AFP reports in this July 12 dispatch:
Guyana's President Bharrat Jagdeo on Thursday criticized the Kyoto Protocol on climate change for failing to allow countries like his nation with pristine unharvested forests to earn carbon credits.

"The Kyoto Protocol is limited in that sense, and it's short-sighted in that it encourages bad behaviour basically among countries; if you cut down trees and you plant them back you get money, if you preserve them, you don't get anything," Jagdeo told a forum on agro-energy.

The Guyanese leader noted that Guyana would reap "miniscule" assistance under the Clean Development Mechanism of the Kyoto Protocol when the South American country begins large-scale production of ethanol and other types of agro-based energy.

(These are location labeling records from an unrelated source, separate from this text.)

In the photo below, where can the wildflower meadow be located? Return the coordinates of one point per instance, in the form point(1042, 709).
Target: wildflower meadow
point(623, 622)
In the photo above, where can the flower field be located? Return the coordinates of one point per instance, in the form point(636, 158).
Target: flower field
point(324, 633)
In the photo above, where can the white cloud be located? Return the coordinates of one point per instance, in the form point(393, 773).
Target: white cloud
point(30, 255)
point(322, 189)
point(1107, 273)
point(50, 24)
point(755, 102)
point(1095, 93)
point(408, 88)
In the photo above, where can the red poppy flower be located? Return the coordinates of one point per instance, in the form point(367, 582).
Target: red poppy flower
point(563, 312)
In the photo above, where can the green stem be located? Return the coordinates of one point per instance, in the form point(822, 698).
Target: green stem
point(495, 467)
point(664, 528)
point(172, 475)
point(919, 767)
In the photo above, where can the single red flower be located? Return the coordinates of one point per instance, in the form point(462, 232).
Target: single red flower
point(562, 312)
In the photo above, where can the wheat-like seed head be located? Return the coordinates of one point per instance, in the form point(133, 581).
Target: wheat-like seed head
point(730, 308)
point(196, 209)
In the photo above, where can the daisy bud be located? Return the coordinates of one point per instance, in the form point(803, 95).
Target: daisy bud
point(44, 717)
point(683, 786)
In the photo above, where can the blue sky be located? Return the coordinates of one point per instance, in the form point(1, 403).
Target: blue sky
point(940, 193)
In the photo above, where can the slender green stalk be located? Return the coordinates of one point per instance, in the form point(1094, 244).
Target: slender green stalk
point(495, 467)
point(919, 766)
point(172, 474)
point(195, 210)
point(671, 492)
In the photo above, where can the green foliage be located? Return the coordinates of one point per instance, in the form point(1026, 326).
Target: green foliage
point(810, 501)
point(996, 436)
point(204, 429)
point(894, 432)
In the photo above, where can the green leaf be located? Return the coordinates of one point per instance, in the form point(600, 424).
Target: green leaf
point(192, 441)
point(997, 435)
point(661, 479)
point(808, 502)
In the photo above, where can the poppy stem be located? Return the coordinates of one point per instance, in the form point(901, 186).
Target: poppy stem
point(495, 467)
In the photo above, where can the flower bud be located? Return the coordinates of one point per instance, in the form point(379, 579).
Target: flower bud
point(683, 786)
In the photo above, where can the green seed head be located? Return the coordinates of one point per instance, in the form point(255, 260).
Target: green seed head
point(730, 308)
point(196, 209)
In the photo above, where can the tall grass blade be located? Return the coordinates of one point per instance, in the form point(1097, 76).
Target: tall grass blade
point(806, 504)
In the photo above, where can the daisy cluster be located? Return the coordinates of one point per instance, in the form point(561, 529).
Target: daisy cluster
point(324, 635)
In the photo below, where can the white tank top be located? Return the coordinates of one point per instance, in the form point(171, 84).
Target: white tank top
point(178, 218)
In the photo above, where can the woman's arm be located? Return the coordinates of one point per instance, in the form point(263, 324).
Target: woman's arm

He said Guyana has decided to get into the production of bio-fuels such as ethanol and biodiesel. But "assistance is miniscule through the Clean Development Mechanism as compared to the carbon credits we could get from standing forests," said Jagdeo, a Russian-trained economist.

So, if Guyana decided to clear-cut some of its forests, it would qualify for Kyoto's carbon credit program to fund the replant.

The environmental left's push for biofuels is leading to the clear-cutting of Amazon forests, and their beloved Kyoto Protocol may lead to the destruction of even more.